The creation of the Washington Street Park as a gathering place in downtown has been a huge step forward, but what about the hill between Washington Street and Levee Street that is now best used for children sliding on cardboard. The creation of the amphitheater could put that good space to good use.
We have also been critical of Levee Street’s condition from Clay Street traveling north to where it connects with Washington Street. Even though it is used as a truck route, attention must be paid to this stretch of road, not just for those who travel it for business, but for those shopping at Levee Street Marketplace and visiting the Lower Mississippi River Museum.
While those needs mentioned above are important, today we call on the city, officials with the U.S. Army Corps of Engineers, and others who need to be part of the discussion, to review the current flood-fighting efforts implemented downtown and how to bring them into the 21st Century.
The war waged by city crews currently involves what appears to be an interlocking system of railroad ties and tar at key points near the riverfront.

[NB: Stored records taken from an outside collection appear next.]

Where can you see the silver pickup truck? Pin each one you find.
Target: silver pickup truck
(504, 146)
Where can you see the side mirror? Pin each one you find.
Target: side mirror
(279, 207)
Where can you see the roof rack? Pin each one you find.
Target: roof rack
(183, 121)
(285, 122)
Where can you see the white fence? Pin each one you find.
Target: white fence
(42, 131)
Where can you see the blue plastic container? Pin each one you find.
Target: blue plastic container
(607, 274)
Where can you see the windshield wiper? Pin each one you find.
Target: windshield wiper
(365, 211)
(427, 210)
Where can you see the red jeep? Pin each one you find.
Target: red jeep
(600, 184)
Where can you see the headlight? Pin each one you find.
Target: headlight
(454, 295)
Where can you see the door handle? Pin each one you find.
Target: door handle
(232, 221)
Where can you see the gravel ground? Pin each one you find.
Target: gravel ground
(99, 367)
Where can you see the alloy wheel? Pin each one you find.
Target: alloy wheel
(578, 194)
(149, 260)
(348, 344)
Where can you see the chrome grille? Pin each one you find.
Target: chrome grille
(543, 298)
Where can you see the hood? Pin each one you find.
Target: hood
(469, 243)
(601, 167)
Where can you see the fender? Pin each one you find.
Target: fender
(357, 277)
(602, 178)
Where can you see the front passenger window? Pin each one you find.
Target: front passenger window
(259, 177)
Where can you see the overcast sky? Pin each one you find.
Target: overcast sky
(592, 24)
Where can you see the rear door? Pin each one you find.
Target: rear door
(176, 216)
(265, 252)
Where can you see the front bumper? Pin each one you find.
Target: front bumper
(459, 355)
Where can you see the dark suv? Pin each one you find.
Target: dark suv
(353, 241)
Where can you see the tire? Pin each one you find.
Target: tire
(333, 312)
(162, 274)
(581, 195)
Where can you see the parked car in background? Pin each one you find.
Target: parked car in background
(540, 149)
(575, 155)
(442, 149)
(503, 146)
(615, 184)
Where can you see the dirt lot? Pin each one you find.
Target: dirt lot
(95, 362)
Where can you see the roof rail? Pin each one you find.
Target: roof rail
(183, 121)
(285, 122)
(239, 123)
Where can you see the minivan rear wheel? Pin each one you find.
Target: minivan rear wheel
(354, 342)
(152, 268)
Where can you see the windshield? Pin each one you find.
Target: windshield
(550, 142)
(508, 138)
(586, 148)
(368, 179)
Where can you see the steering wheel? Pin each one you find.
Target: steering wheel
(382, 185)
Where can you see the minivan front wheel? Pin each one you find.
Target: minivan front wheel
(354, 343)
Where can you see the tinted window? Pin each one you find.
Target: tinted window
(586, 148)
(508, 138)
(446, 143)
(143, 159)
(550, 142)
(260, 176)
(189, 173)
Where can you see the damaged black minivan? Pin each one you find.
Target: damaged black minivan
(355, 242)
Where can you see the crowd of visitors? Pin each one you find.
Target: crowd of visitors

The practice has been often criticized by Mayor George Flaggs Jr. and we agree.
Is there not a better, more efficient and modern way? Has not technology advanced by leaps and bounds since the development of this particular flood-fighting effort?
While the city and business owners have made significant investments into the growth and development of our downtown, we would hope a similar investment — both in time and energy — could be spent on how to best protect it.